Spectroscopic and Electronic Structure Description of the Reduced Binuclear Non-Heme Iron Active Site in Ribonucleotide Reductase fromE.coli: Comparison to Reduced Δ9Desaturase and Electronic Structure Contributions to Differences in O2Reactivity

Abstract

Ribonucleotide reductase (RR) catalyzes the first committed and rate-determining step in DNA biosynthesis, the reduction of ribonucleotides to deoxyribonucleotides. FeII binding to the binuclear non-heme iron active site has been studied using a combination of circular dichroism (CD), magnetic circular dichroism (MCD), and variable-temperature variable-field (VTVH) MCD spectroscopies. These studies show that the two sites have significantly different metal binding affinities. This has also allowed a MnIIFeII derivative to be prepared and studied by the above spectroscopies. The spectral features of the individual irons provide geometric and electronic structural insight into each metal site. Density functional calculations on reduced RR are correlated to the spectral features to obtain insight into its electronic structure. Parallel calculations are also performed on reduced stearoyl-acyl carrier protein Δ9 desaturase (Δ9D) to correlate to prior spectral data and to the active site of RR. Differences in their dioxygen reactivities are investigated through reaction of these reduced sites with dioxygen, and possible electron-transfer pathways are evaluated.

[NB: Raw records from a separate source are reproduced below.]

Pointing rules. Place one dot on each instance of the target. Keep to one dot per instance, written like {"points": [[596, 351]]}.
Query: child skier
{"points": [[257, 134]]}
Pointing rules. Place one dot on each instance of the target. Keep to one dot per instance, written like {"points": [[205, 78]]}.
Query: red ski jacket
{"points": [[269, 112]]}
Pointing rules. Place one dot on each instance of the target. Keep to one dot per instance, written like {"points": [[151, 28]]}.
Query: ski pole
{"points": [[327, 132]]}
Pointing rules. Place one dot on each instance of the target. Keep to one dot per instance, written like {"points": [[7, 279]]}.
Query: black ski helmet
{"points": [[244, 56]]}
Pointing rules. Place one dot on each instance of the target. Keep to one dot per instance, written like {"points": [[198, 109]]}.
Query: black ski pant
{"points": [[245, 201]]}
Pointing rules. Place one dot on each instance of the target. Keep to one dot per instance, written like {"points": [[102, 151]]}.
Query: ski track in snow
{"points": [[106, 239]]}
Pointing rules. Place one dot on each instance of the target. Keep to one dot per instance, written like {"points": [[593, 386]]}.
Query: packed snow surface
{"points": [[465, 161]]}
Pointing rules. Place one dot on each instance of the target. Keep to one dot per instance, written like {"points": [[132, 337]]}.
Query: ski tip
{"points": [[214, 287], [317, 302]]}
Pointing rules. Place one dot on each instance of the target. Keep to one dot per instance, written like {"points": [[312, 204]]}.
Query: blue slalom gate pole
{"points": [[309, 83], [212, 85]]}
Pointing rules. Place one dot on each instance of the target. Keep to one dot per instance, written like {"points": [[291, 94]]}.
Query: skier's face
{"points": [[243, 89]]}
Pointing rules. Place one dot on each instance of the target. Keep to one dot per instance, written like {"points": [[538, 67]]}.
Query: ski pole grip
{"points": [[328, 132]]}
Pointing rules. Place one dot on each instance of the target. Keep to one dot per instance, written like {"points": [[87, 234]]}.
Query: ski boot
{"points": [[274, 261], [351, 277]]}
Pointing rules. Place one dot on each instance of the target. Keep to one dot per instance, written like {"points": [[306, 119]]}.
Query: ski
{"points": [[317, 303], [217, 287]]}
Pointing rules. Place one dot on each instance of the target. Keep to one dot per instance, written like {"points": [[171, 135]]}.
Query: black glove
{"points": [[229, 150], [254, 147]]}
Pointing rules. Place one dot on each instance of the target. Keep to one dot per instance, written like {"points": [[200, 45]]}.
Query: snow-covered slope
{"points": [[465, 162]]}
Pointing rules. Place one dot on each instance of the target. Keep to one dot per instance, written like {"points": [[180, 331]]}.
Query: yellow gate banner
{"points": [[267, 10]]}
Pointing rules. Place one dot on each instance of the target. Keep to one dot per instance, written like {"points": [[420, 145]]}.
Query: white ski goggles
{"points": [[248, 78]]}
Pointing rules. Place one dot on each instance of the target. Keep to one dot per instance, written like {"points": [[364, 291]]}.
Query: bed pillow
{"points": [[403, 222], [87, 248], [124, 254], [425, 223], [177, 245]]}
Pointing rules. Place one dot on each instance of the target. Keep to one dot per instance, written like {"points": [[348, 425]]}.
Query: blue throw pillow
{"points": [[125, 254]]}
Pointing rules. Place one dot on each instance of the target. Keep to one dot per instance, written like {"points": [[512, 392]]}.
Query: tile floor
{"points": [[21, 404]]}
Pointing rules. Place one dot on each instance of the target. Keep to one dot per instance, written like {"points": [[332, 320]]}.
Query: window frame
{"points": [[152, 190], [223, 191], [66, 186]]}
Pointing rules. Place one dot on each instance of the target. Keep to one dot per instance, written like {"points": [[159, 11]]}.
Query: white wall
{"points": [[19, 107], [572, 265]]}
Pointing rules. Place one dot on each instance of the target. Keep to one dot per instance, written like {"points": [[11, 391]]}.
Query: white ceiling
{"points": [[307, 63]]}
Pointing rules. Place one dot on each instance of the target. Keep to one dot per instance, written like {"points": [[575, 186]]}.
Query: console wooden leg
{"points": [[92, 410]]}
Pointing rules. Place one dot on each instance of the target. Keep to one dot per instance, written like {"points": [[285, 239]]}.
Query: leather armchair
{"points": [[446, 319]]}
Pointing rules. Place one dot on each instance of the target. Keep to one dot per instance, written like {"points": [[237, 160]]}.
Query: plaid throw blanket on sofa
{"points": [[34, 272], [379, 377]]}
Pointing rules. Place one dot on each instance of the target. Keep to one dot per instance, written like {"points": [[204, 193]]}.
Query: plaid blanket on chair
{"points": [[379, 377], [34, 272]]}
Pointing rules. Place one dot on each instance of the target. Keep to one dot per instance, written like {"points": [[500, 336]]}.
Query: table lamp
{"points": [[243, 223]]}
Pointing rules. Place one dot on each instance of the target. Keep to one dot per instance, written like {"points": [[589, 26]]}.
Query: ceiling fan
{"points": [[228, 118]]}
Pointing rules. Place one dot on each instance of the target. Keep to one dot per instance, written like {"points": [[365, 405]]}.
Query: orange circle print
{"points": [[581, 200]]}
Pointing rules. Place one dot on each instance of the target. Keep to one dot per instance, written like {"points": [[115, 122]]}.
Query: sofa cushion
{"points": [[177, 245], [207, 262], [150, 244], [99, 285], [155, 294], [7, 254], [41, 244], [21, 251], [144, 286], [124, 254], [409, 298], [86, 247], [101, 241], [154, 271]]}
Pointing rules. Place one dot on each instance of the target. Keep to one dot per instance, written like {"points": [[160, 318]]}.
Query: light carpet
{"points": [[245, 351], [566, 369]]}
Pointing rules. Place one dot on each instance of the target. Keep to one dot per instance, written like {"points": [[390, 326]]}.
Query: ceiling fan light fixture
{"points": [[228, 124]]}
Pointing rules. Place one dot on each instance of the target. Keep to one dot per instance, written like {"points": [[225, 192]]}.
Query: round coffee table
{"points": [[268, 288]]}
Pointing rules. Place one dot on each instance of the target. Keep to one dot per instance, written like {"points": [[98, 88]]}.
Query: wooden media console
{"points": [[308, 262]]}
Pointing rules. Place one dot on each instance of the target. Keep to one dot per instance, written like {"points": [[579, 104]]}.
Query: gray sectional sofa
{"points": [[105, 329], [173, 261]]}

These results show that the active site of reduced RR consists of one 5- and one 4-coordinate iron with the 5C center having a higher binding affinity. Compared to reduced Δ9D, the presence of the 4C site energetically destabilizes reduced RR. Reaction of reduced RR with dioxygen to form a superoxide intermediate is energetically up hill as it results in an excited quartet state on the oxygenated iron, while the formation of a bridged peroxo intermediate is energetically favorable. Formation of peroxo-RR is more favorable than peroxo-Δ9D due to ligand field differences that can control the overlap of the redox active orbitals of the reduced sites with the π* orbitals of dioxygen. This parallels experimental differences in the dioxygen reactivity of the reduced RR and Δ9D active sites.